Base class for metrics.

BaseMetric

Bases: ABC

Abstract class for metrics.

This class defines the interface for all metrics.

Attributes:

Name Type Description
name str

The name of the metric.

required_fields set[str]

The required fields for this metric to evaluate data.

input_type type | None

The type of the input data.

higher_is_better bool

Whether a higher score indicates better quality. Defaults to True.

strict_mode bool

If True, binarizes score to 1.0 or 0.0 before thresholding. Defaults to False.

threshold float

Pass/fail threshold in [0, 1]. Defaults to 0.5.

Example

Adding custom prompts to existing evaluator metrics:

from gllm_evals import load_simple_qa_dataset
from gllm_evals.evaluate import evaluate
from gllm_evals.evaluator.geval_generation_evaluator import GEvalGenerationEvaluator


async def main():
    # Main function with custom prompts

    # Load your dataset (must have actual_output pre-populated)
    dataset = load_simple_qa_dataset()

    # Create evaluator with default metrics
    evaluator = GEvalGenerationEvaluator(
        model_credentials=os.getenv("GOOGLE_API_KEY")
    )

    # Add custom prompts polymorphically (works for any metric)
    for metric in evaluator.metrics:
        if hasattr(metric, 'name'):  # Ensure metric has name attribute
            # Add custom prompts based on metric name
            if metric.name == "geval_completeness":
                # Add domain-specific few-shot examples
                metric.additional_context += "\n\nCUSTOM MEDICAL EXAMPLES: ..."
            elif metric.name == "geval_groundedness":
                # Add grounding examples
                metric.additional_context += "\n\nMEDICAL GROUNDING EXAMPLES: ..."
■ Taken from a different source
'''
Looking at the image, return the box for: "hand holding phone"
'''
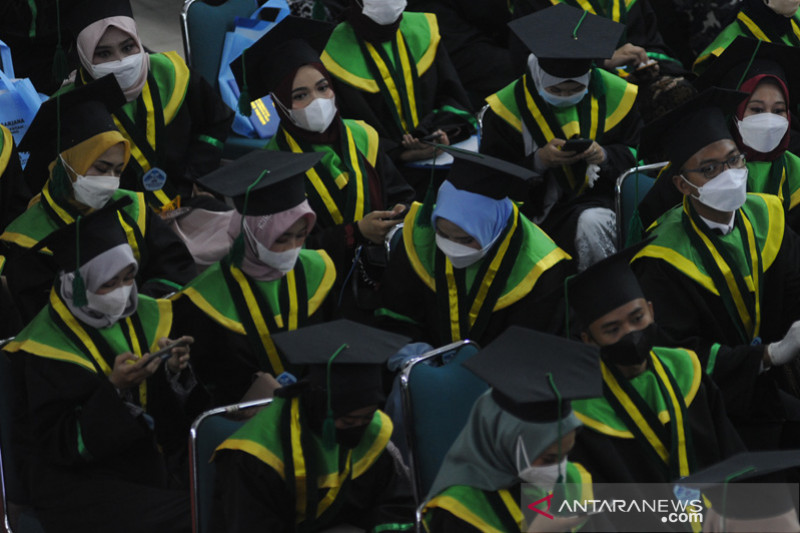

    # Evaluate with custom prompts applied automatically
    results = await evaluate(
        data=dataset,
        evaluators=[evaluator],  # ← Custom prompts applied to metrics
    )

aggregation_method property writable

Return the configured aggregation method.

num_judges property writable

Return the configured number of judges.

can_evaluate(data)

Check if this metric can evaluate the given data.

Parameters:

Name Type Description Default
data EvalInput

The input data to check.

required

Returns:

Name Type Description
bool bool

True if the metric can evaluate the data, False otherwise.

evaluate(data) async

Evaluate the metric on the given dataset (single item or batch).

Automatically handles batch processing by default. Subclasses can override _evaluate to accept lists for optimized batch processing.

Parameters:

Name Type Description Default
data EvalInput | list[EvalInput]

The data to evaluate the metric on. Can be a single item or a list for batch processing.

required

Returns:

Type Description
MetricOutput | list[MetricOutput]

MetricOutput | list[MetricOutput]: A dictionary where the key are the namespace and the value are the scores. Returns a list if input is a list.

get_input_fields() classmethod

Return declared input field names if input_type is provided; otherwise None.

Returns:

Type Description
list[str] | None

list[str] | None: The input fields.

get_input_spec() classmethod

Return structured spec for input fields if input_type is provided; otherwise None.

Returns:

Type Description
list[dict[str, Any]] | None

list[dict[str, Any]] | None: The input spec.

is_success(score)

Determine if the score indicates success based on threshold and polarity.

Parameters:

Name Type Description Default
score float

The score to evaluate.

required

Returns:

Name Type Description
bool bool

True if the score meets the success criteria, False otherwise.